Heute kamigt ich mit einem Schiffe aus Niewinter in einer Stadt an, die ihre selbige Nordheim nennet. Ein Mensch, seines Zeichigens Hexer des Oghma, und ein Gnom von schlüpfriger Gestalt begleitigten mich auf der Überfahrt. Empfangen wurden unsereins von einigen anderen so genannten Helden, wobei mich ein gar eigentümeliger Elf fragete ob ich sein Schwert gesichtet habigte.

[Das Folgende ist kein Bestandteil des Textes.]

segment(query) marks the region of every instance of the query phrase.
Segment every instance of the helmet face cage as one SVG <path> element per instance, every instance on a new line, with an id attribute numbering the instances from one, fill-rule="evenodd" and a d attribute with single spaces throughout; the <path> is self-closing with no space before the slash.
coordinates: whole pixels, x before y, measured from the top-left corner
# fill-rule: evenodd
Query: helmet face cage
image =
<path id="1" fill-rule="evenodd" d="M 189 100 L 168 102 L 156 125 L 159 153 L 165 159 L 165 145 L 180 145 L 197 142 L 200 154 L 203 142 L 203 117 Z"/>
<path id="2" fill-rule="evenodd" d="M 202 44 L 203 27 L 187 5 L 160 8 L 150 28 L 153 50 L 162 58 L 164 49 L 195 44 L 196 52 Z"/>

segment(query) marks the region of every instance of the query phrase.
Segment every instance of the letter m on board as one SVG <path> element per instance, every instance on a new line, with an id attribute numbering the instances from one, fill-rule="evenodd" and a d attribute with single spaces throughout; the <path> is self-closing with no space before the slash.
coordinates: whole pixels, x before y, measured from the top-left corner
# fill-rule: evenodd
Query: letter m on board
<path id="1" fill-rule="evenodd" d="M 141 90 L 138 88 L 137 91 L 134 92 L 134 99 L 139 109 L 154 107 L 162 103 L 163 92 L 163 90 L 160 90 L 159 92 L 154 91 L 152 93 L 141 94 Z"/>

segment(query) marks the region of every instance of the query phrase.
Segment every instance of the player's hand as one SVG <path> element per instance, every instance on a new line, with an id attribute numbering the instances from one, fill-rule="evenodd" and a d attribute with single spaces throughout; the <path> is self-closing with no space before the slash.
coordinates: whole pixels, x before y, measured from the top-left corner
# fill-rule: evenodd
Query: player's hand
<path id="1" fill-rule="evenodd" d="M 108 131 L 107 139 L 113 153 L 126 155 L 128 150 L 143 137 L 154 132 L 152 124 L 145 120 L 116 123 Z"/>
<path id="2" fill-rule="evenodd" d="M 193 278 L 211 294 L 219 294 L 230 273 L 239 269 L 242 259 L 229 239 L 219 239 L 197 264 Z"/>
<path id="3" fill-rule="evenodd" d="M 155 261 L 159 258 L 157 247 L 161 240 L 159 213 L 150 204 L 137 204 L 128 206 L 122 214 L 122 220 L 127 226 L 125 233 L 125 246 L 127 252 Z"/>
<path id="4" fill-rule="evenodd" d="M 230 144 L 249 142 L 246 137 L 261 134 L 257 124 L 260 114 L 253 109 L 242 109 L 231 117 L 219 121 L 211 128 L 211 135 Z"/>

Die Abenteurer beschlossen, ein Kloster des Oghma zu besuchigen, da dort einstige Schmuggleraktionen stattgefunden habigten sollen. Es war mir gleich, das Geld meiner hatte sich verflüchtigt gehabt und so ruhete unruhig da die Wölfe gar schrecklich geheulten. Später solltigten wir erfahren das es gar keine Wölfe seien. Wir konnten erfahrigen in der Frühe dass die Mönche dieses Kloster wohl früher sehr nett, dann sehr verschlossen und zu dem Ende alles guten gar nicht gekommen waren, was allen wohl seltsam aber keinem wirklich schreckerlich erschien.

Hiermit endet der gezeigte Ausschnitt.